Acquisition of Real Estate. Primarily all of our acquisitions of real estate assets and liabilities are accounted for as asset acquisitions. As such, the purchase prices of acquired tangible and intangible assets and liabilities are recorded and allocated at fair value on a relative basis. The recorded allocations of tangible assets are based on the “as-if-vacant” value using estimated cash flow projections of the properties acquired which incorporates discount, capitalization and interest rates as well as available comparable market information. Allocations of intangible assets includes management’s estimates of current market rents and leasing costs.
We use considerable judgement in our estimates of cash flow projections, discount, capitalization and interest rates, fair market lease rates, carrying costs during hypothetical expected lease-up periods and costs to execute similar leases. While our methodology for purchase price allocation did not change during the nine months ended September 30, 2022, the real estate market is fluid and our assumptions are based on information currently available in the market at the time of acquisition. Significant increases or decreases in these key estimates, particularly with regards to cash flow projections and discount and capitalization rates, would result in a significantly lower or higher fair value measurement of the real estate assets being acquired.

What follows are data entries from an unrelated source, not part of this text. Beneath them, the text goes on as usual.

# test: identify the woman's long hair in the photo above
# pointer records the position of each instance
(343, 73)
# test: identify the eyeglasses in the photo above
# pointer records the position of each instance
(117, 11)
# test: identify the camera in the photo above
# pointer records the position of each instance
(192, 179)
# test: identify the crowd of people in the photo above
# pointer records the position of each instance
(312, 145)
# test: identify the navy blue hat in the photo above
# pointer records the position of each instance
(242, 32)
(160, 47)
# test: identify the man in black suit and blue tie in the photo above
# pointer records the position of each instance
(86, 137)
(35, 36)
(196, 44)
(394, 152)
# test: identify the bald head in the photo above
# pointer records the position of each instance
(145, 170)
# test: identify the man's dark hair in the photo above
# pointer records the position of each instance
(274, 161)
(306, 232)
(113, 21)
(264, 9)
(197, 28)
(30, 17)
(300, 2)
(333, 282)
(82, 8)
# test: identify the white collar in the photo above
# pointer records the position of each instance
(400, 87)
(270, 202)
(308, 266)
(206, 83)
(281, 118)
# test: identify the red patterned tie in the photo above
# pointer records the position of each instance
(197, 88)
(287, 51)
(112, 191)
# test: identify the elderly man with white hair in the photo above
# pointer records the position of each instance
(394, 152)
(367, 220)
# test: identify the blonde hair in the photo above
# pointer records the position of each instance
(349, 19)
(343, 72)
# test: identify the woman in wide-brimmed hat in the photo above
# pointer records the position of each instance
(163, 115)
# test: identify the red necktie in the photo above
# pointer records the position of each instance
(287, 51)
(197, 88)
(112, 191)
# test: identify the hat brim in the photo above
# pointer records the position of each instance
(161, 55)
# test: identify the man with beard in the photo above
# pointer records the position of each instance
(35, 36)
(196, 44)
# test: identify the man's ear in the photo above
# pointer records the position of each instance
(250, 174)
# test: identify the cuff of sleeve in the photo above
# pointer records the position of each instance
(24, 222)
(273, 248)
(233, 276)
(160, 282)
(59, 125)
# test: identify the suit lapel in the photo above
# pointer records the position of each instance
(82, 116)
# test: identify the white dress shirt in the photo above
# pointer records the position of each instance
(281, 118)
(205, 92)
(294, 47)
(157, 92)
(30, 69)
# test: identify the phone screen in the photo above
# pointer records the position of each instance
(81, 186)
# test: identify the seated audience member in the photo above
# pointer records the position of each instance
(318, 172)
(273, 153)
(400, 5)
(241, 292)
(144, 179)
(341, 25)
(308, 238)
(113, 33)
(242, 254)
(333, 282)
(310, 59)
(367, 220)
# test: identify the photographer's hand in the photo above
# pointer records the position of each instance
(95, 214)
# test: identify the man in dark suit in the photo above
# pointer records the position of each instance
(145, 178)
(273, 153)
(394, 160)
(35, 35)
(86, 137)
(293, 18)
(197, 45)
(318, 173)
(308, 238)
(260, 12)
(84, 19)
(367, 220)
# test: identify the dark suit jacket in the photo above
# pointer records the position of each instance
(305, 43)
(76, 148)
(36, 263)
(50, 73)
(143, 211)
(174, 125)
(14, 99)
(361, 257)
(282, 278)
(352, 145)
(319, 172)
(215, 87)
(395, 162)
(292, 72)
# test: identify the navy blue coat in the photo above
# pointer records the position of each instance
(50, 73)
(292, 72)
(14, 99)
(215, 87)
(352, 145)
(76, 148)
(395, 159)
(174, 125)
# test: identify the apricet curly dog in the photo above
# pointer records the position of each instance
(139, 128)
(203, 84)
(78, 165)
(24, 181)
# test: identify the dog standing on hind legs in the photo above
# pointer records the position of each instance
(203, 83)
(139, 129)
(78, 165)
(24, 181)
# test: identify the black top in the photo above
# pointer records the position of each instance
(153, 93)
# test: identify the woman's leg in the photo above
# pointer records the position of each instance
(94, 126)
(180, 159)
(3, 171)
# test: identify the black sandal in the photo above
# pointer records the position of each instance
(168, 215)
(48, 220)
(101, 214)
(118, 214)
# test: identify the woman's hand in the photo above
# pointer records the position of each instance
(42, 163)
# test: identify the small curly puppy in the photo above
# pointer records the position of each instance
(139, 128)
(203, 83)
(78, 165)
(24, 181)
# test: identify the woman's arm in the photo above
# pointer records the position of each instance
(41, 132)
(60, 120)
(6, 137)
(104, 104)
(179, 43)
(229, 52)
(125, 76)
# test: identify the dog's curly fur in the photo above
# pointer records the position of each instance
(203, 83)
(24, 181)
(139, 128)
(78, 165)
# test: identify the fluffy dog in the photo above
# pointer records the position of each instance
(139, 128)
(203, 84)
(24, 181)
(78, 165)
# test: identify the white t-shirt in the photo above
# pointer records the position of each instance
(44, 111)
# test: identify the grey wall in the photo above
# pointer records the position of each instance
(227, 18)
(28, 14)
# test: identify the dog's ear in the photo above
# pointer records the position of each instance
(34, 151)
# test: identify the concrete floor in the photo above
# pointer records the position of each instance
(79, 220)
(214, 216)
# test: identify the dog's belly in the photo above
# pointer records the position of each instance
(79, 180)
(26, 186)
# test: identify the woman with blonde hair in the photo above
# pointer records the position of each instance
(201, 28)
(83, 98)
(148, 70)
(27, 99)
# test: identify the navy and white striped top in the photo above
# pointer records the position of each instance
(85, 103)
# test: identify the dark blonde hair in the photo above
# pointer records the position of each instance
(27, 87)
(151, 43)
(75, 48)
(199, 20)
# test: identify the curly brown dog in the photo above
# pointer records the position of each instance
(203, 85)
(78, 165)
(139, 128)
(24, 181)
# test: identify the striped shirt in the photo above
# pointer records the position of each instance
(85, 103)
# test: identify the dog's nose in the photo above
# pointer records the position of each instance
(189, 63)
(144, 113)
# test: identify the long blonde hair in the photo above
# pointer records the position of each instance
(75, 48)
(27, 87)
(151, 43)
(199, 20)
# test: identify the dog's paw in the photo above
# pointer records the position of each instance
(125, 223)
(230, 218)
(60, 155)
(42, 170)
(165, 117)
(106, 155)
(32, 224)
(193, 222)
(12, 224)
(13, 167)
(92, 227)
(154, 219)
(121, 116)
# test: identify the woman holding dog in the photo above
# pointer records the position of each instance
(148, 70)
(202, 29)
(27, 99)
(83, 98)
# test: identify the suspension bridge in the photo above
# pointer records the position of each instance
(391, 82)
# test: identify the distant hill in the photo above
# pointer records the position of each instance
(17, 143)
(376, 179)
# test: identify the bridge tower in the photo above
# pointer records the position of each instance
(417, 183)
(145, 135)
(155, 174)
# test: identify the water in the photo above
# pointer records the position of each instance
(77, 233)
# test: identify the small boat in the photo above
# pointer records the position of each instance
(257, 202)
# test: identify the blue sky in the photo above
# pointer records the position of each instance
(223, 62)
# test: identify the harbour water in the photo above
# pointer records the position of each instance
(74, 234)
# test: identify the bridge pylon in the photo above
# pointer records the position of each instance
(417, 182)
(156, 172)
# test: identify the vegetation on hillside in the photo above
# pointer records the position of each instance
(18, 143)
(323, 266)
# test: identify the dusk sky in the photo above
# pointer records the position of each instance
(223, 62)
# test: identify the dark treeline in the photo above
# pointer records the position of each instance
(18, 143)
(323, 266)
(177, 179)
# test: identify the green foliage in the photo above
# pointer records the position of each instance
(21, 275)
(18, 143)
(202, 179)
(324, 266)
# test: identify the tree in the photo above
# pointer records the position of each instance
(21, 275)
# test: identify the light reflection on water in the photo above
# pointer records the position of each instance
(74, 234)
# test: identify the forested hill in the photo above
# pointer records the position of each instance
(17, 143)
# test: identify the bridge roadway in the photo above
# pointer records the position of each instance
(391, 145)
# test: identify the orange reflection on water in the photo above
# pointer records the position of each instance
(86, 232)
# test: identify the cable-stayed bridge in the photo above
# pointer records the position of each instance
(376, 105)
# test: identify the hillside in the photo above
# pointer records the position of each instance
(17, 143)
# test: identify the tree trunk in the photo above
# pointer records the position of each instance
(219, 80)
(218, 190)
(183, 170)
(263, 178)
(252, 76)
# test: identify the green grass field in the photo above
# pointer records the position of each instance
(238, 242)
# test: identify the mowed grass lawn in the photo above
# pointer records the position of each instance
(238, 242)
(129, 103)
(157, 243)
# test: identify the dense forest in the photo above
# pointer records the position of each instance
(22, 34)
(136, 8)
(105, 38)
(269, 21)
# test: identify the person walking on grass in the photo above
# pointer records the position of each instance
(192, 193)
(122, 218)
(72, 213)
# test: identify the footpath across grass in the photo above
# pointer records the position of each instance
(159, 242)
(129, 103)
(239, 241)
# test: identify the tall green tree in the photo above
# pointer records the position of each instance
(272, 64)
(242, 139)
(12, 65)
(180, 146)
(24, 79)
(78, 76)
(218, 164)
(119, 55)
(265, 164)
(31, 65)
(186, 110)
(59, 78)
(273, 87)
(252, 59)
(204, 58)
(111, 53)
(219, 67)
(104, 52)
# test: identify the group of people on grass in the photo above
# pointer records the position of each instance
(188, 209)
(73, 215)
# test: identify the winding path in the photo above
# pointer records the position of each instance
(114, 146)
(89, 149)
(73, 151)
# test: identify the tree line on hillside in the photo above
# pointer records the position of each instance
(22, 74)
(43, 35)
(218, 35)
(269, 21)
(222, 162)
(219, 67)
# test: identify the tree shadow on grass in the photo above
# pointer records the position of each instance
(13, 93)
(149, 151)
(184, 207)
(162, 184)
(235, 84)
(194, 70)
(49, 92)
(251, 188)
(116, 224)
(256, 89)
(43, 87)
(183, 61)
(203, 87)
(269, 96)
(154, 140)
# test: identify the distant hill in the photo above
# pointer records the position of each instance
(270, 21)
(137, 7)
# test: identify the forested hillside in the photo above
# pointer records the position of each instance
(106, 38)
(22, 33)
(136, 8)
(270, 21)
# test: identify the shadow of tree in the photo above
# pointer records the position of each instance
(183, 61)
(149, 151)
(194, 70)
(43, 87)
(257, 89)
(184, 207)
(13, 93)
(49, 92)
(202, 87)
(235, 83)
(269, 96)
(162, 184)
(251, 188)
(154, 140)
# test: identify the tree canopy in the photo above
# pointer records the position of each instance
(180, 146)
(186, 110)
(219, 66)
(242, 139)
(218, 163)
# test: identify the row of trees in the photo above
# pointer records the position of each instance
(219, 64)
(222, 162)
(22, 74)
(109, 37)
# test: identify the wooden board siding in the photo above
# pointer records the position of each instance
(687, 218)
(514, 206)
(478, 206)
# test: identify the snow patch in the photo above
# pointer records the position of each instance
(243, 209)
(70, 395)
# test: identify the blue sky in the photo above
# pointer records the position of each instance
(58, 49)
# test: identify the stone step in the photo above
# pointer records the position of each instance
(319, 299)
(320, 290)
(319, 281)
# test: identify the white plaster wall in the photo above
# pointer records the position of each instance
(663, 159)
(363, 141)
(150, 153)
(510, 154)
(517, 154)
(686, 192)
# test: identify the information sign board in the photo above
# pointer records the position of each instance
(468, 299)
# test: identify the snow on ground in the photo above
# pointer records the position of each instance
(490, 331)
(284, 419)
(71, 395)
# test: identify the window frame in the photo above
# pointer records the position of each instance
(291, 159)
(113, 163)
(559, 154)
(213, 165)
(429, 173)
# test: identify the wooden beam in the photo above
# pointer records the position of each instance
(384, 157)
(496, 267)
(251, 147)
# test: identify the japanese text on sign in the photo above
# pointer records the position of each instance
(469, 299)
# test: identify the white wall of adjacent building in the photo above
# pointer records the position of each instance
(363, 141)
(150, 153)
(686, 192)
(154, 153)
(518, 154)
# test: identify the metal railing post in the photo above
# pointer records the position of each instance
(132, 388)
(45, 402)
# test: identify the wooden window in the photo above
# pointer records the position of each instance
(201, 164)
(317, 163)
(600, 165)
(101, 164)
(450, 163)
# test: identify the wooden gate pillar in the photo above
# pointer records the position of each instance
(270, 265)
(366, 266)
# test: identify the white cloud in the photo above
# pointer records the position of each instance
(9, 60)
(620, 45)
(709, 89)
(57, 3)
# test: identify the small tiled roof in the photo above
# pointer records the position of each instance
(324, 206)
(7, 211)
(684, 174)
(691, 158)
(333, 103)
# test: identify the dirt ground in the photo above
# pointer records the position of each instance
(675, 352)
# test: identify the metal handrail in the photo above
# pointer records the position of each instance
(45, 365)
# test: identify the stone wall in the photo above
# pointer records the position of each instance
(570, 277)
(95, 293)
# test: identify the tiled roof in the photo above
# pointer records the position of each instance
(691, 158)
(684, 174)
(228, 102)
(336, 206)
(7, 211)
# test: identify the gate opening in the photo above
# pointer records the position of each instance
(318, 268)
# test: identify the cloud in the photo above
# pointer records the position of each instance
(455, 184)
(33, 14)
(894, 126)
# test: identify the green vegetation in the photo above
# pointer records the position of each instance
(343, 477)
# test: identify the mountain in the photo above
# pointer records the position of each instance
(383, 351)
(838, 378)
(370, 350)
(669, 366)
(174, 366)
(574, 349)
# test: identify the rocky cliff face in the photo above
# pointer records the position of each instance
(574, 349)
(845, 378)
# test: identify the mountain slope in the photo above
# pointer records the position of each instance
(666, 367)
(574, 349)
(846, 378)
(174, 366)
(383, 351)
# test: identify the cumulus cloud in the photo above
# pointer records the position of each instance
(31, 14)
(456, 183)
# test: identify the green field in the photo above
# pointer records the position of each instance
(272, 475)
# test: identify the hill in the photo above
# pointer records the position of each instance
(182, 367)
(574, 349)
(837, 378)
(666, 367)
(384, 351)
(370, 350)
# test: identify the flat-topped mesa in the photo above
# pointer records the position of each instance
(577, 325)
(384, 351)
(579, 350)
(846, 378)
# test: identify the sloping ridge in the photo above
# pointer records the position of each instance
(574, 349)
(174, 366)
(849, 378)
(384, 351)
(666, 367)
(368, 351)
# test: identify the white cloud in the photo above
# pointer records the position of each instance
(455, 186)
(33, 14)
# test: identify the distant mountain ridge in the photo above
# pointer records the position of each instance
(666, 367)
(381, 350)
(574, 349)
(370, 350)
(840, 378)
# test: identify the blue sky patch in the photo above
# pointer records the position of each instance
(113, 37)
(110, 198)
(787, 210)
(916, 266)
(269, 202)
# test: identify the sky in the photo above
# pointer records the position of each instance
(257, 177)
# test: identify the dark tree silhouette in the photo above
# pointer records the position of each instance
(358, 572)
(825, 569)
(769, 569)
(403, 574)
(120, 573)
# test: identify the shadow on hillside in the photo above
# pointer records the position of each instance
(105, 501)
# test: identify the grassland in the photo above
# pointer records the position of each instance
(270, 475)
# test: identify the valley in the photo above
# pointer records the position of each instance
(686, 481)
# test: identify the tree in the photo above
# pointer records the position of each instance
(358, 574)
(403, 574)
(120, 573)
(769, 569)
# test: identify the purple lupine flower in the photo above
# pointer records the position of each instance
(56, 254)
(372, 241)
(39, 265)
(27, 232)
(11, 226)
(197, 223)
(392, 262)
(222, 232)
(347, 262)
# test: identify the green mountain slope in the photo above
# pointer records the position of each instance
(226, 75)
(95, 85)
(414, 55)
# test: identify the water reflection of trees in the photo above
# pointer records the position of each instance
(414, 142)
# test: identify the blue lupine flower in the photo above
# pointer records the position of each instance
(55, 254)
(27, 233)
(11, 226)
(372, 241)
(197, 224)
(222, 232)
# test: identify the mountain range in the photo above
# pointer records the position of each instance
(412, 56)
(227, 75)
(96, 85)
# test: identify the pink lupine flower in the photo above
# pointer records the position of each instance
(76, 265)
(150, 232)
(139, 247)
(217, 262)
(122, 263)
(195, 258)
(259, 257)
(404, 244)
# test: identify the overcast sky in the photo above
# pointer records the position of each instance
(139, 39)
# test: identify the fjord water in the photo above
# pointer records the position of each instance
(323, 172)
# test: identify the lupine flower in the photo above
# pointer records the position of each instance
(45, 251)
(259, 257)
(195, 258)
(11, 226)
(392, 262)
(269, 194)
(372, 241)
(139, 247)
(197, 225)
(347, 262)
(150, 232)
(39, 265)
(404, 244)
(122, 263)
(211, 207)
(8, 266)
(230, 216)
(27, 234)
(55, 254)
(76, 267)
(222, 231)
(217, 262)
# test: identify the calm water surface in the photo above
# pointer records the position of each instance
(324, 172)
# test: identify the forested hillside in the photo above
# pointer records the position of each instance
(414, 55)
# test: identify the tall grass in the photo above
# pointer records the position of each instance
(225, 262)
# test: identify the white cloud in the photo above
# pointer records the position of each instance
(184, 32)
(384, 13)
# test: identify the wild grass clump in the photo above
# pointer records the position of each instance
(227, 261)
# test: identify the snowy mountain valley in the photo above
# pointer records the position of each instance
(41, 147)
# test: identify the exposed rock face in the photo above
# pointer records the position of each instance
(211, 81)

Revenue Recognition. We enter into agreements with tenants that convey the right to control the use of identified space at our properties in exchange for rental revenue. These agreements meet the criteria for recognition as leases under Accounting Standards Codification (“ASC”) 842, Leases. We recognize lease revenue on a straight-line basis over the term of the lease unless another systematic and rational basis is more representative of the time pattern in which the use benefit is derived from the leased property. We commence revenue recognition when possession or control of the space is turned over to the tenant.
We evaluate the collectability of our rental payments and recognize revenue on a cash basis when we believe it is no longer probable that we will receive substantially all of the remaining lease payments. Management exercises judgment in assessing collectability of tenant receivables and considers payment history, current credit status, publicly available information about the financial condition of the tenant and other factors. Our assessment of the collectability of tenant receivables can have a significant impact on the rental revenue recognized in our unaudited condensed consolidated statements of operations.
Impairment of Real Estate. We record impairments of our real estate assets classified as held for use when triggering events dictate that an asset may be impaired. An impairment is recorded when the carrying amount of the asset exceeds the sum of its undiscounted future operating and residual cash flows. The impairment recorded is the difference between estimated fair value of the asset and the carrying amount. We record impairments of our real estate assets classified as held for sale at the lower of the carrying amount or estimated fair value using the estimated or contracted sales price less costs to sell. Any real estate assets recorded at fair value on a non-recurring basis as a result of our impairment analysis are valued using unobservable local and national industry market data such as comparable sales, appraisals, brokers’ opinions of value and/or terms of definitive sales contracts. Additionally, the analysis includes considerable judgment in our estimates of hold periods, projected cash flows and discount and capitalization rates. Significant increases or decreases in any of these inputs, particularly with regards to cash flow projections and discount and capitalization rates, would result in a significantly lower or higher fair value measurement of the real estate assets being assessed.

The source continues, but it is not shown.